After repeated SC administration of 4,000IU (40 mg) once daily and 150 IU/kg (1.5 mg/kg) once daily regimens in healthy volunteers, the steady-state is reached on day 2 with an average exposure ratio about 15% higher than after a single dose. After repeated SC administration of the 100 IU/kg (1 mg/kg) twice daily regimen, the steady-state is reached from day 3 to 4 with mean exposure about 65% higher than after a single dose and mean maximum and trough anti-Xa activity levels of about 1.2 and 0.52 IU/mL, respectively.
Injection volume and dose concentration over the range 100-200 mg/mL does not affect pharmacokinetic parameters in healthy volunteers.
Enoxaparin sodium pharmacokinetics appears to be linear over the recommended dosage ranges.
ntra-patient and inter-patient variability is low. Following repeated SC administration no accumulation takes place.

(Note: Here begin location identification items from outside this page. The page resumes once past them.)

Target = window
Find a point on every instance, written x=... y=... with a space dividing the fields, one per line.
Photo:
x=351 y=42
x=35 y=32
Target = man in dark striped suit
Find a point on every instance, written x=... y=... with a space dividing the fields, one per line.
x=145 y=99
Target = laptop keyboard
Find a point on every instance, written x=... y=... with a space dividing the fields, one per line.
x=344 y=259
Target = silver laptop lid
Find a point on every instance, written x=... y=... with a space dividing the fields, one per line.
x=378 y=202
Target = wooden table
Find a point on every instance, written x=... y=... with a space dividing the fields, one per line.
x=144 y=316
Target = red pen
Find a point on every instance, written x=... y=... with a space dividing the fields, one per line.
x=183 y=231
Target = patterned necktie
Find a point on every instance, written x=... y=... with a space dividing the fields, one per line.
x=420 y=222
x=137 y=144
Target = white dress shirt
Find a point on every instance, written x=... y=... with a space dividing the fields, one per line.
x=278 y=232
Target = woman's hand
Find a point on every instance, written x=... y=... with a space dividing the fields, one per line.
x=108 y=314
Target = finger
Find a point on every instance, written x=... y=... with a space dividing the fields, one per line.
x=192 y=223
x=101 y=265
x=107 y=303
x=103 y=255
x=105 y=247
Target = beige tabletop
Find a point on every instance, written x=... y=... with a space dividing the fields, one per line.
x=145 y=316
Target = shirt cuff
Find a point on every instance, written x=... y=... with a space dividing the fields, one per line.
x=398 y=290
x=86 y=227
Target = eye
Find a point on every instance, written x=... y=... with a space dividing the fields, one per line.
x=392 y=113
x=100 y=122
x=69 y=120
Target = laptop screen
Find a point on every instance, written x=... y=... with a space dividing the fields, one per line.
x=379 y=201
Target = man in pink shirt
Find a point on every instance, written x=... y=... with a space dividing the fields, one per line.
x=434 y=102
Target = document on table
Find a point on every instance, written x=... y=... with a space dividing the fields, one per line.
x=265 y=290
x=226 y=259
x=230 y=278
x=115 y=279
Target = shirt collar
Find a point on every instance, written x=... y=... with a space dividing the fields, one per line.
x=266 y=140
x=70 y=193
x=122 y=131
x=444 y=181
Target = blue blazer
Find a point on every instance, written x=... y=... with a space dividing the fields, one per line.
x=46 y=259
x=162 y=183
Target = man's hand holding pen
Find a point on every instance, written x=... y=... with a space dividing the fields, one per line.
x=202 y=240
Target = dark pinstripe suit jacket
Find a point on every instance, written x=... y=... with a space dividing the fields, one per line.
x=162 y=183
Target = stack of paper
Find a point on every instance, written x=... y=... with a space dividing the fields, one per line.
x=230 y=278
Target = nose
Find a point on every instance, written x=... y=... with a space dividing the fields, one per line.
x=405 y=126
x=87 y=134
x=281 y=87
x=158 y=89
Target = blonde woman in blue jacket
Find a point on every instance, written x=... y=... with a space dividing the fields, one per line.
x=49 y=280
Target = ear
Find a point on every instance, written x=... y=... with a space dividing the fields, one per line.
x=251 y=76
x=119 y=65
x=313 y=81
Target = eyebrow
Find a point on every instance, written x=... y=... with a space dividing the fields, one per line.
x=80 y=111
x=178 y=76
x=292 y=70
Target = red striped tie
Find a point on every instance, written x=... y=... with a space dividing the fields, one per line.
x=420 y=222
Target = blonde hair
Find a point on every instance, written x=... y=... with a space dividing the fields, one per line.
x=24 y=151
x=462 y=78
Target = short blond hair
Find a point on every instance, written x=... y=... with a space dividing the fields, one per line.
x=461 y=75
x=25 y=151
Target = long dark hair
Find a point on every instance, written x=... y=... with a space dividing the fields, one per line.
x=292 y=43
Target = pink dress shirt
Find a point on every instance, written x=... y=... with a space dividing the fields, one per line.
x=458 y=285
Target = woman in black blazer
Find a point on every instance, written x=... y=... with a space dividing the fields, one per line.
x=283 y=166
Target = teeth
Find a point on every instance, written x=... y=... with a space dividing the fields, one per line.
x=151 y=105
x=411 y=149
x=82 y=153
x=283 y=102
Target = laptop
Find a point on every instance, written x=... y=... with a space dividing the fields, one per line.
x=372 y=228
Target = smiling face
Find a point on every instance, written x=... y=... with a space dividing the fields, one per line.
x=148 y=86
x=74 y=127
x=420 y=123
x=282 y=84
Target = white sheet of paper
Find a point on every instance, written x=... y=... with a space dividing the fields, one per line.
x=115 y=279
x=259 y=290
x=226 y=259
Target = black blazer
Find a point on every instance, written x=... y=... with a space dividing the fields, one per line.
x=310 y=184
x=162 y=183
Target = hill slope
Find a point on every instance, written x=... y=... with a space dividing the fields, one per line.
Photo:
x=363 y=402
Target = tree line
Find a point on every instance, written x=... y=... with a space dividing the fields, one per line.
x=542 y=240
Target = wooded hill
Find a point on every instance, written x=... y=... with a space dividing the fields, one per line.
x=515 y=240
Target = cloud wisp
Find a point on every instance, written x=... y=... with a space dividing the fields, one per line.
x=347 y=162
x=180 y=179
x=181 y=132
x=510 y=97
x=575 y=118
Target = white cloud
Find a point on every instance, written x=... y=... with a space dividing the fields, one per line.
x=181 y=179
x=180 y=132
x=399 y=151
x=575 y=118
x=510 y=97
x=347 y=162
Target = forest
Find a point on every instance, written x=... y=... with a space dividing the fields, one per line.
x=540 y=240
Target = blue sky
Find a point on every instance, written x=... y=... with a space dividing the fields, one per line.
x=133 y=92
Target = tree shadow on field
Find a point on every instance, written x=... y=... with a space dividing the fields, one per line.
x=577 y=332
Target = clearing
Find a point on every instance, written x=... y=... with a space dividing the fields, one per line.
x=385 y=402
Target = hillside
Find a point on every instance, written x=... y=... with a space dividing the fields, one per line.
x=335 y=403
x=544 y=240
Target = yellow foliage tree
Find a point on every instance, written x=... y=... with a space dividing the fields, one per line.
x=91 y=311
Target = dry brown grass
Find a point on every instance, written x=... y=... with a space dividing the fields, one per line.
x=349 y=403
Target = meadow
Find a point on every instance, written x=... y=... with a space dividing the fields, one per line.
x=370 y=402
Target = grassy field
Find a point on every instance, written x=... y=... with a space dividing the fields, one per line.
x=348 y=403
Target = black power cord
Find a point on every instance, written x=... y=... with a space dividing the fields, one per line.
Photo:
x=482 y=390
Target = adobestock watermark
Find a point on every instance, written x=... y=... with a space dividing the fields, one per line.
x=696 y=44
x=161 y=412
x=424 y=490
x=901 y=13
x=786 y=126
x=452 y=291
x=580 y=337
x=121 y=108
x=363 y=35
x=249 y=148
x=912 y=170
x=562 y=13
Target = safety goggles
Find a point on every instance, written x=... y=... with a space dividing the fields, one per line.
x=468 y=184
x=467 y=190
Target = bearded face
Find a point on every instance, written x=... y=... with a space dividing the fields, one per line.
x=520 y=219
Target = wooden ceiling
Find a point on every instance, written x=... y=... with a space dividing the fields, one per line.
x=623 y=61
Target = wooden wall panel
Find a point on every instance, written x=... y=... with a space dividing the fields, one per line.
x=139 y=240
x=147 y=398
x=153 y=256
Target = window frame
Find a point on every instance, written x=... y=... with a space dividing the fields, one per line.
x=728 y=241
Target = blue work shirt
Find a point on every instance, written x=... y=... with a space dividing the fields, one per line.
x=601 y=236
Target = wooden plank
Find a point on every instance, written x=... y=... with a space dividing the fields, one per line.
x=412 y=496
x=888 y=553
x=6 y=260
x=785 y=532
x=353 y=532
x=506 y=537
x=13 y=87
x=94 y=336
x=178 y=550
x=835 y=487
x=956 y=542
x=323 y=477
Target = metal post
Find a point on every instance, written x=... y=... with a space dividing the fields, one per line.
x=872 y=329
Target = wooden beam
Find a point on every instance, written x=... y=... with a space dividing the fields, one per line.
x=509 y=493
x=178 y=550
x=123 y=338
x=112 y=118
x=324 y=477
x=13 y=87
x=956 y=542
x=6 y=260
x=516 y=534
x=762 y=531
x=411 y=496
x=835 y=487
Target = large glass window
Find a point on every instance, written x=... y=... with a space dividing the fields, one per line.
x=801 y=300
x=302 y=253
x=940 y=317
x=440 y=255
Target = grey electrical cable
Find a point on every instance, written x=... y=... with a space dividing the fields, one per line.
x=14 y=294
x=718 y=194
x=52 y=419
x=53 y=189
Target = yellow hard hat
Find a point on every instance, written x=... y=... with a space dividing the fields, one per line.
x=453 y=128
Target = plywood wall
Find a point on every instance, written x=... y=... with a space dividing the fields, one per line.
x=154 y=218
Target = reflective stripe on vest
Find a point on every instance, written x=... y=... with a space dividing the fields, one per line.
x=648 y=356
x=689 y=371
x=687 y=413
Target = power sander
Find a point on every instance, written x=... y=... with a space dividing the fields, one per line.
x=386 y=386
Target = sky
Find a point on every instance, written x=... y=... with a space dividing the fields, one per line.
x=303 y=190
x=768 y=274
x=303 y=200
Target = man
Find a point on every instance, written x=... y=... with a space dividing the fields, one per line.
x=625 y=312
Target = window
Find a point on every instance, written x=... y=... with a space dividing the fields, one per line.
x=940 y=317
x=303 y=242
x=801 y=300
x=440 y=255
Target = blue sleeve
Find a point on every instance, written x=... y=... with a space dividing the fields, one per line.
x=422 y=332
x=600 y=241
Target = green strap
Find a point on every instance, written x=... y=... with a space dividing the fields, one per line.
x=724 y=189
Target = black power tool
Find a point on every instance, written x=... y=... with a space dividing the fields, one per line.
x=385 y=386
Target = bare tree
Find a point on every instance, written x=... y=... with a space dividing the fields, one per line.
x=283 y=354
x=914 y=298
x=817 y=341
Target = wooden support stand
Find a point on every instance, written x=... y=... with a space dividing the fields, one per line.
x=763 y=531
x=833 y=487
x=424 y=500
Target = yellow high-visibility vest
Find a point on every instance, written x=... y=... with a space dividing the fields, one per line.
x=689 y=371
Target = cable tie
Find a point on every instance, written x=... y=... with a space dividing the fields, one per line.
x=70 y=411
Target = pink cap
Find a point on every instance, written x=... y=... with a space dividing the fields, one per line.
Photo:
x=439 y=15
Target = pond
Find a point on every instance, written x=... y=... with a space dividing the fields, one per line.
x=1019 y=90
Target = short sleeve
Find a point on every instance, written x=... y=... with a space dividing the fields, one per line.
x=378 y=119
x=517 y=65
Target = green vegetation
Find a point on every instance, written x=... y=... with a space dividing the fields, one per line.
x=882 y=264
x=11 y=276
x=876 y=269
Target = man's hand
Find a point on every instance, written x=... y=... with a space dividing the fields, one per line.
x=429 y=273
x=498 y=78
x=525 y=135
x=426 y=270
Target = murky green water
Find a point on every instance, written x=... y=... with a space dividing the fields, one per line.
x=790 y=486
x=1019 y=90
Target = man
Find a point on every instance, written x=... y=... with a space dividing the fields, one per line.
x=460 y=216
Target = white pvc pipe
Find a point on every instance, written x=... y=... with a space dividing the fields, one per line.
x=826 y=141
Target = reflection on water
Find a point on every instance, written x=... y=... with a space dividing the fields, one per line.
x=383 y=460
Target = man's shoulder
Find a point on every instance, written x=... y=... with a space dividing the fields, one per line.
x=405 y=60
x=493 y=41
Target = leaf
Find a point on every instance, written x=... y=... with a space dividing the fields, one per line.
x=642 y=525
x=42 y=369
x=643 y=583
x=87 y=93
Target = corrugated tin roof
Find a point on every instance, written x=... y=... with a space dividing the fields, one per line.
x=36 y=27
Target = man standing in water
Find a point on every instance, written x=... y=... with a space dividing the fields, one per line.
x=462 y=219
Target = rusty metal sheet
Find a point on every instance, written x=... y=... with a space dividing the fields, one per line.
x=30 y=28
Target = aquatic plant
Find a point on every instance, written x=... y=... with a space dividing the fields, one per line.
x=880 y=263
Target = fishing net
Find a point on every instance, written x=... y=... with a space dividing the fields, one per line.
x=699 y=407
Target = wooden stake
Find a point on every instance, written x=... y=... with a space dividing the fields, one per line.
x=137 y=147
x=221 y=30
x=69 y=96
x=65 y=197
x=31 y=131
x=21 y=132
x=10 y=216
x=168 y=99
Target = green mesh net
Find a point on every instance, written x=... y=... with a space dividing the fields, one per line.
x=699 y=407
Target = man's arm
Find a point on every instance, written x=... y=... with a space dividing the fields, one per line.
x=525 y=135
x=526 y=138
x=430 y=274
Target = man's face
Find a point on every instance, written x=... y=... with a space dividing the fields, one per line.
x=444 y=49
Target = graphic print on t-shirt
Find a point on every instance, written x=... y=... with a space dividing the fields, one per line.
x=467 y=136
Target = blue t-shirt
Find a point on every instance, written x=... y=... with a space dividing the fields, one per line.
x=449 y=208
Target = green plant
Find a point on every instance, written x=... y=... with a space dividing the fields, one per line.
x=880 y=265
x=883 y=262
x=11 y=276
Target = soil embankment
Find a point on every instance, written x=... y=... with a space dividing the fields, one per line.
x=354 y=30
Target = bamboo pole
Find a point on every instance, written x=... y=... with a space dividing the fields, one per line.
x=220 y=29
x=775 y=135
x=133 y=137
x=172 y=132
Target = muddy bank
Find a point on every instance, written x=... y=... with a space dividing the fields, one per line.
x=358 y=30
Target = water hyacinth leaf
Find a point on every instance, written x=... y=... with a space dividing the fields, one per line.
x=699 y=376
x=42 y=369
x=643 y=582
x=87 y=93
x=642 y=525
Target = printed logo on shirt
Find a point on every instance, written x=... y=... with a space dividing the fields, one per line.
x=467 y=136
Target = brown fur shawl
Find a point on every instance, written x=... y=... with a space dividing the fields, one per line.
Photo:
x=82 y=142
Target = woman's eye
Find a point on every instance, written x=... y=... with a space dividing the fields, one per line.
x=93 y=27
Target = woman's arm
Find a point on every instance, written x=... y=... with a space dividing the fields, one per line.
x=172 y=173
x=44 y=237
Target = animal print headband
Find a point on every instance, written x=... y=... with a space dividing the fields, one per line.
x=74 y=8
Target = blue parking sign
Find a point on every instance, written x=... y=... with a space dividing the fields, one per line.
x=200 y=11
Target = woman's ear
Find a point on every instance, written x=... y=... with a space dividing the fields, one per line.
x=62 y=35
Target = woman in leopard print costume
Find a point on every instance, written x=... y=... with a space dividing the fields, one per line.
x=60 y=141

Plasma anti-lla activity after SC administration is approximately ten-fold lower than anti-Xa activity. The mean maximum anti-Ila activity level is observed approximately 3 to 4 hours following SC injection and reaches 0.13 IU/mL and 0.19 IU/mL following repeated administration of 100 IU/kg (1 mg/kg) twice daily and 150 IU/kg (1.5 mg/kg)once daily, respectively.
Distribution
The volume of distribution of enoxaparin sodium anti-Xa activity is about 4.3 litres and is close to the blood volume.
Biotransformation
Enoxaparin sodium is primarily metabolized in the liver by desulfation and/or depolymerization to lower molecular weight species with much reduced biological potency.
Elimination
Enoxaparin sodium is a low clearance drug with a mean anti-Xa plasma clearance of 0.74 L/h after a 150 IU/kg (1.5 mg/kg)6-hour IV infusion.
Elimination appears monophasic with a half-life of about 5 hours after a single SC dose to about 7 hours after repeated dosing.
Renal clearance of active fragments represents about 10% of the administered dose and total renal excretion of active and non-active fragments 40% of the dose.
STORAGE:
Store between 20°C and 25°C, excursions permitted between 15°C and 30°C.
SHELF LIFE
24 Months
HOW SUPPLIED:
A-EXARIN (Enoxaparin Sodium Injection USP) 20mg/40mg/60mg/80mg & 100mg are supplied in 1mL pre filled glass syringe.